Especialistas em compensação afirmaram que a provisão, ainda que politicamente prudente para acalmar a raiva pública, irá provavelmente ter pouco impacto sobre como os executivos serão pagos no futuro.

Eles preveem que os bancos irão simplesmente pagar mais impostos e encontrar outras formas criativas de pagar seus executivos como acharem melhor. Alguns acreditam que haverá uma onda súbita de compensações assim que o programa do governo terminar, em alguns anos, levando a números exorbitantes no final.

"As tentativas do Congresso de regulamentar o pagamento de executivos são falíveis", disse Kevin J. Murphy, professor de finanças na Universidade do Sudeste da Califórnia, apontando resultados desastrosos no passado.

Quando o Congresso limitou a dedução fiscal de salários a US$1 milhão, por exemplo, isso simplesmente levou a uma busca por opções em ações e compensações ainda maiores.

Como outros especialistas, Murphy espera que a limitação de US$500,000 seja amplamente ignorada, com os bancos dispostos a aceitar as consequências e pagar os impostos.

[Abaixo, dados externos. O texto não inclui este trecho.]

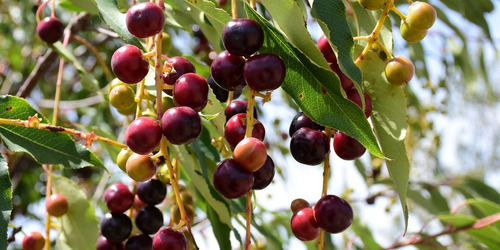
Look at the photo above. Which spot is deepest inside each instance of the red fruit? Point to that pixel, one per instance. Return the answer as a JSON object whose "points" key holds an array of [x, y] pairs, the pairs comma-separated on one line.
{"points": [[250, 153], [169, 238], [33, 241], [144, 19], [128, 64], [304, 226], [333, 214], [143, 135], [118, 198], [50, 29], [56, 205]]}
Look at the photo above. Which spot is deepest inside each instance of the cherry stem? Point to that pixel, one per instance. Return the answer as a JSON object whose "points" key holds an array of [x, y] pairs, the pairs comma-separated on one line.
{"points": [[173, 180], [248, 213], [234, 8], [39, 10], [97, 55], [373, 37], [326, 178], [58, 129]]}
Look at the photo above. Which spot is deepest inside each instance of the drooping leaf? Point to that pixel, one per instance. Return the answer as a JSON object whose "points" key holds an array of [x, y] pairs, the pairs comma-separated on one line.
{"points": [[294, 28], [316, 90], [331, 16], [389, 121], [111, 14], [45, 146], [5, 201], [80, 226], [87, 80]]}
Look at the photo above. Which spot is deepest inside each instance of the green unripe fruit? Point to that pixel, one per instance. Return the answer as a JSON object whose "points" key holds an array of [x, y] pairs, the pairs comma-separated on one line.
{"points": [[399, 70], [166, 43], [122, 97], [421, 16], [372, 4], [410, 34], [175, 212], [121, 159], [140, 167], [129, 111]]}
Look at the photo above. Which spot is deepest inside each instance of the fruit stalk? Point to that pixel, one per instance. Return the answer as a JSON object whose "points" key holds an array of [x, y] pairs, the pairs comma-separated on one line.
{"points": [[376, 31], [326, 176]]}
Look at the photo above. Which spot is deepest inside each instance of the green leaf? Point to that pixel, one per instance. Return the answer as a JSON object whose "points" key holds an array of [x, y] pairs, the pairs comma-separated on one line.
{"points": [[80, 226], [5, 201], [111, 14], [45, 146], [331, 16], [457, 220], [80, 6], [87, 80], [316, 90], [221, 230], [295, 28], [389, 122]]}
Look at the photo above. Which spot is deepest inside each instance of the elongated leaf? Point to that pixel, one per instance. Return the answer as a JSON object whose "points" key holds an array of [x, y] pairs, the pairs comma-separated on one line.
{"points": [[316, 90], [111, 14], [80, 226], [45, 146], [330, 14], [294, 28], [5, 201], [389, 121], [87, 80]]}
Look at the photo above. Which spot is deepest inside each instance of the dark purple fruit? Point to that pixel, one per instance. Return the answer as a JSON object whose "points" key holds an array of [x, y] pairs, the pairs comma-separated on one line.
{"points": [[180, 66], [227, 71], [152, 192], [105, 244], [301, 120], [220, 93], [191, 90], [149, 219], [169, 238], [118, 198], [264, 72], [181, 125], [116, 227], [50, 29], [139, 242], [128, 64], [309, 146], [353, 95], [231, 180], [304, 226], [333, 214], [238, 107], [143, 135], [264, 176], [242, 37], [236, 127], [144, 19], [347, 147]]}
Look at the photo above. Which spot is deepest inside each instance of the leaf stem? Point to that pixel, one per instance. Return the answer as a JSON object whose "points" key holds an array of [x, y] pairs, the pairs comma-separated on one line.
{"points": [[59, 129], [373, 37]]}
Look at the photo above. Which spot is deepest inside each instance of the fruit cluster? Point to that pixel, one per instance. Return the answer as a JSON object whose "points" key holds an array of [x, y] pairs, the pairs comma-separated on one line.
{"points": [[331, 213], [117, 227], [233, 69]]}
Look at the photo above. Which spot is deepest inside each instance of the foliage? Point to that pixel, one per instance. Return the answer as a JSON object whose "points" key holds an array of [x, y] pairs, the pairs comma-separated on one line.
{"points": [[396, 136]]}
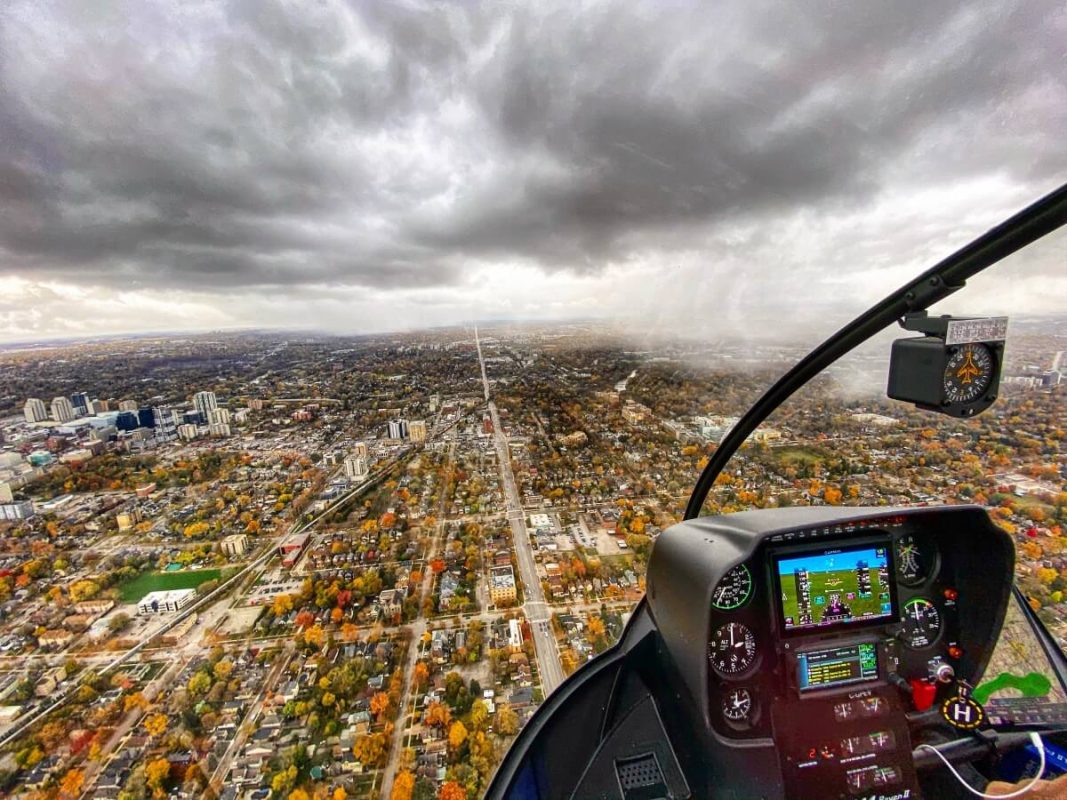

Para muitos dos principais executivos, tal salário simplesmente não seria competitivo:
"US$500,000 representa uma boa semana", ele disse, acrescentando que muitos destes executivos responderiam a tal sugestão abandonando seu cargo por um emprego num banco não controlado.

Mas o que o Tesouro não conseguirá com seu plano será temporariamente atingido através da fraqueza da economia, da queda nos preços das ações e de diretorias frustradas com a pressão dos acionistas irritados com os excessos do passado, afirmam alguns especialistas.